To ask the Parliamentary Secretary, Lord Chancellor's Department what definition is given to the term family in its use by his Department. [514]

Mr. John M. Taylor

I share with my hon. Friend the fact that there is no one legal definition of "family". Even in its general sense, it is a word that is capable of many applications.

Sir Michael Neubert

Will my hon. Friend concede that the term "family" is ordinarily associated with the institution of marriage, the mainstay of our society? Does he agree that to use it in other than a strict defined sense, as in the Family Homes and Domestic Violence Bill, further undermines our most important institution, and aids and abets those on the left and elsewhere who are dedicated to its downfall? Will he undertake to ensure that his Department does not use the term inadvisedly, lightly or wantonly in future?

Mr. Taylor

I am quite sure that my Department will not use the word lightly. I do not believe that the legislative proposals undermine marriage. If they discriminate at all, they discriminate against violence and they provide the courts with a range of remedies. Furthermore, they simplify the rules of the magistrates court, the county court and the High Court so that on this subject all the procedures are the same.

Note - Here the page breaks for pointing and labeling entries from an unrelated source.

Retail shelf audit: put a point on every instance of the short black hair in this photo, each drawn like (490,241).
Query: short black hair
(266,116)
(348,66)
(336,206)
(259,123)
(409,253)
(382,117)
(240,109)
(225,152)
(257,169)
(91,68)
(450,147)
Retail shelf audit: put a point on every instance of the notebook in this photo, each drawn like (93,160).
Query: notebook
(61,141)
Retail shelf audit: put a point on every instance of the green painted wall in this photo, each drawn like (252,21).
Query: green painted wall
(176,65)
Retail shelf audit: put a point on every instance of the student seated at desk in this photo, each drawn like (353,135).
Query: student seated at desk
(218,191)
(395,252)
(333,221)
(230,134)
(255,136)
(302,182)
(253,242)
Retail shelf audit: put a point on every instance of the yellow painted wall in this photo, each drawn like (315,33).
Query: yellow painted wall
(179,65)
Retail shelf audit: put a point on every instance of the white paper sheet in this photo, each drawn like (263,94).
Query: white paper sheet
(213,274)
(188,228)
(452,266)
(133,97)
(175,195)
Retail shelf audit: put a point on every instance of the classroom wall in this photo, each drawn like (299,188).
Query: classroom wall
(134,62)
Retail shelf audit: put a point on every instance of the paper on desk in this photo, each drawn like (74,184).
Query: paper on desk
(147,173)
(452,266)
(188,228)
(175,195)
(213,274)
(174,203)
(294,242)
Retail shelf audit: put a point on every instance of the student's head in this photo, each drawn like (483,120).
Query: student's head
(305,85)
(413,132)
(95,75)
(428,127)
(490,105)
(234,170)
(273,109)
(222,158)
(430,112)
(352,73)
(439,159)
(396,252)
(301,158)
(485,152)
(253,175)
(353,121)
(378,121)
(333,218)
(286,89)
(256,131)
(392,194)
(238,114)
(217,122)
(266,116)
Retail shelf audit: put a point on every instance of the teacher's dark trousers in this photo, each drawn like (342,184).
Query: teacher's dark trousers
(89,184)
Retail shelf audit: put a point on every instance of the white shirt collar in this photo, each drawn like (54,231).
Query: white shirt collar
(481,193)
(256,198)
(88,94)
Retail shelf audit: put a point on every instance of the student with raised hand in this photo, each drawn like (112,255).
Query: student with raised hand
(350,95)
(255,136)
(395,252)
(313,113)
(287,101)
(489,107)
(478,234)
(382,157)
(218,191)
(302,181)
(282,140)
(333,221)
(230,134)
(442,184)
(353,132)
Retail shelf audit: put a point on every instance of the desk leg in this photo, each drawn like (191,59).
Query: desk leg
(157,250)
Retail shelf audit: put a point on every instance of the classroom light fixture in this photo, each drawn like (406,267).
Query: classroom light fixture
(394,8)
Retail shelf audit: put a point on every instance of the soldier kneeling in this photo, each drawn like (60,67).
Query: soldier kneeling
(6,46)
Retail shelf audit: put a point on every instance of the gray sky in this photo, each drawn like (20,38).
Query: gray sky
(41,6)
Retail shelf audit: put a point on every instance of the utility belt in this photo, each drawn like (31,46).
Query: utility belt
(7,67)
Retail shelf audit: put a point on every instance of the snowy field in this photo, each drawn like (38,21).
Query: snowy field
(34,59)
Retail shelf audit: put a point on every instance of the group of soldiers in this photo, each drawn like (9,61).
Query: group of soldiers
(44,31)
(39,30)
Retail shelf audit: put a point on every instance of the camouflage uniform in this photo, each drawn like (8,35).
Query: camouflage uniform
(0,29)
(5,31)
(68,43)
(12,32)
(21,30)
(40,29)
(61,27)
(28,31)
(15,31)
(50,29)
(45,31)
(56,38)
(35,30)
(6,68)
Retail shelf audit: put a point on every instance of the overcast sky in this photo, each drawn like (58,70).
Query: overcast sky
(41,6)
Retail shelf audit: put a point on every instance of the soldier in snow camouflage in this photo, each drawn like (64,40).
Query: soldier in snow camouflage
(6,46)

If my hon. Friend wants me to make a comment about marriage, I shall. I quote my noble Friend the Lord Chancellor, who said the other day: A successful marriage is surely the most satisfying of all relationships between human beings. To have such a marriage is a precious privilege".

Mr. Gunnell

Does the Minister agree that the law should provide equal protection for all children, irrespective of the marital status of their parents?

Mr. Taylor

Yes, the welfare of children, irrespective of the marital status of their parents, is the absolute paramount consideration that should govern the judgment of any court of law.

Mr. Peter Bottomley

Does my hon. Friend agree that it is important that, when things go wrong, people have others to turn to? They can often turn to their families. Some who get into trouble with the law can turn to the probation service. Will my hon. Friend join me in paying tribute to its work of trying to help people to get back on the straight and narrow?

Mr. Taylor

With the greatest of pleasure, and wholeheartedly.